Proses akulturasi terhadap tradisi telah melahirkan Islam dengan wajah yang ramah terhadap nilai budaya setempat serta menghargai perbedaan agama, tradisi, dan kepercayaan sebagai warisan budaya Nusantara. Maka,dengan sendirinya Islam aswaja memiliki wawasan multikultural dalam arti kebijakan sosialnya bukan hanya melindungi tradisi atau budaya setempat, tetapi mengakui manifestasi tradisi dan budaya setempat yang memiliki hak hidup seperti inti dari paham keislaman aswaja itu sendiri. Wali Songo telah mengajarkan sebuah tradisi keagamaan yang transformatif (tahawwuly wa taghyiry).

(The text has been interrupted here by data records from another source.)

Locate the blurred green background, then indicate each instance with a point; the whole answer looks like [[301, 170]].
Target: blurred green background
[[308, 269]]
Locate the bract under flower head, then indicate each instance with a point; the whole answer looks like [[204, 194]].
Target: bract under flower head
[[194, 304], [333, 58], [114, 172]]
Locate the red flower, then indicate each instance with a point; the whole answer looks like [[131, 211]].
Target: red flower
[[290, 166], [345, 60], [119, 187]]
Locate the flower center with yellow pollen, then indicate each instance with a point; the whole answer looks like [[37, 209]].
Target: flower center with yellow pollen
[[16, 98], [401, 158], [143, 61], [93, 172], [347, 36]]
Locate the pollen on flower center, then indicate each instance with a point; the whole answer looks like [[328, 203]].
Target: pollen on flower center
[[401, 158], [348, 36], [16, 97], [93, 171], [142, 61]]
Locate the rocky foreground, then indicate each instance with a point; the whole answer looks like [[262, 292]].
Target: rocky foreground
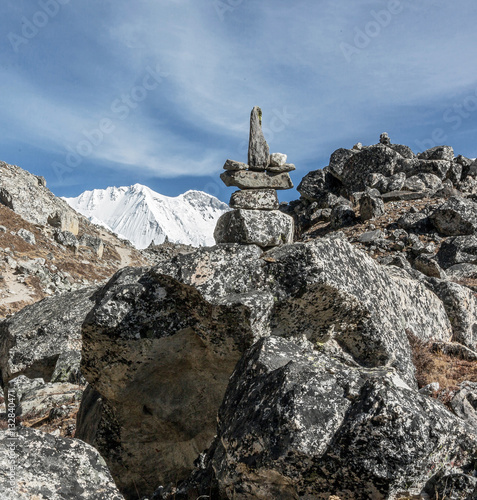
[[340, 366]]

Proses Islamisasi yang dilakukan Wali Songo bukan sekadar mengajak masyarakat masuk Islam, tetapi juga mengubah struktur sosial masyarakat menuju tata sosial yang lebih adil, manusiawi, dan berakar pada tradisi masyarakat setempat. Inilah tradisi keagamaan model aswaja dengan kekuatan basisnya kepada ulama dan pesantren. Ulama sebagai pilar keagamaan aswaja memegang peran penting dalam menguatkan ikatan kolektivitas bangsa ini. Gerakan-gerakan sosial yang pernah muncul di masa kolonial Belanda selalu menjadikan pesantren sebagai basis perjuangan melawan kolonialisme dan eksploitasi penjajah.

Selain menekankan kebutuhan ritual ibadah, pesantren juga memiliki fungsi kemasyarakatan yang lebih luas. Ia merupakan wadah transformasi kultural secara total. Kemampuan Islam aswaja melakukan praksis dalam arti memadukan ajaran Islam tekstual dengan konteks lokalitas dalam kebijakan hidup beragama melahirkan wawasan dan orientasi politik substantif. Cara Islam aswaja membawa ajaran Islam tidak melalui jalan formalistis, lebih-lebih dengan cara membenturkannya dengan realitas secara frontal, tetapi dengan cara lentur.

Misalnya soal imamah, Islam aswaja lebih melihat kriteria atau persyaratan yang dipenuhi oleh seorang imam atau khalifah daripada berdirinya suatu negara (daulah). Selama prinsip al-‘adalah (keadilan), al-syura (musyawarah), almusawah (persamaan derajat), dan pemeliharaan lima prinsip universal manusia (ushul alkhams) dipenuhi pada diri seorang pemimpin, maka kalangan aswaja akan menerima kepemimpinan tersebut.

Dalam hal berdirinya suatu negara sesungguhnya dimaksudkan untuk mengayomi dan melayani kehidupan umat serta menjaga kemaslahatan bersama (maslahah musytarakah). Aswaja tidak memiliki patokan yang baku tentang negara, tetapi hanya memberikan kriteria yang harus dipenuhi oleh suatu negara. Sepanjang persyaratan tegaknya negara tersebut terpenuhi, maka negara tersebut sebagai pemerintahan yang sah. Sebaliknya, meskipun suatu negara memakai bendera Islam, tetapi didalamnya terjadi banyak penyimpangan serta menginjak-injak sistem pemerintahan yang sah, maka praktik semacam itu tidaklah dibenarkan dalam aswaja.

Ajaran aswaja tidaklah pernah jumud, tidak kaku, tidak eksklusif, tidak elitis dan juga tidak mengenal status-quo. Ia bisa berkembang dengan fleksibel berkat potensi nahdlah yang dimilikinya. Rangkaian historis dan metodologi mulai dari Rasulullah sampai manhaj a-taghayyur alijtima’i merupakan pemaknaan aswaja sebagai metode berpikir dan bertindak yang digariskan oleh para sahabat Nabi dan tabiin yang sangat erat kaitannya dengan situasi politik dan sosial yang meliputi masyarakat muslim waktu itu.

Dari sinilah lahir pemikiran dan tindakan keislaman dalam berbagai bidang yang tetap berada dalam satu roh, yaitu senantiasa berada di jalur moderat. Selalu bisa beradaptasi dalam segala situasi dan kondisi, itulah watak Islam aswaja. Posisi moderasi ini bisa diibaratkan dengan titik tengah biji kelereng yang bulat. Makin besar bulatannya, titik tengahnya pun kian besar pula.

Dengan makin berkembangnya konsep moderasi tersebut, makin berkembang pula daya jangkau dan potensinya mengikuti perkembangan zaman. Jelaslah, model pengamalan Islam ini yang inheren dengan keindonesiaan. Islam aswaja yang sejak awal berwatak inklusif, pluralis, dan nasionalis. Karena itu, jangan sekali-kali melukai Indonesia dengan radikalisme dan terorisme.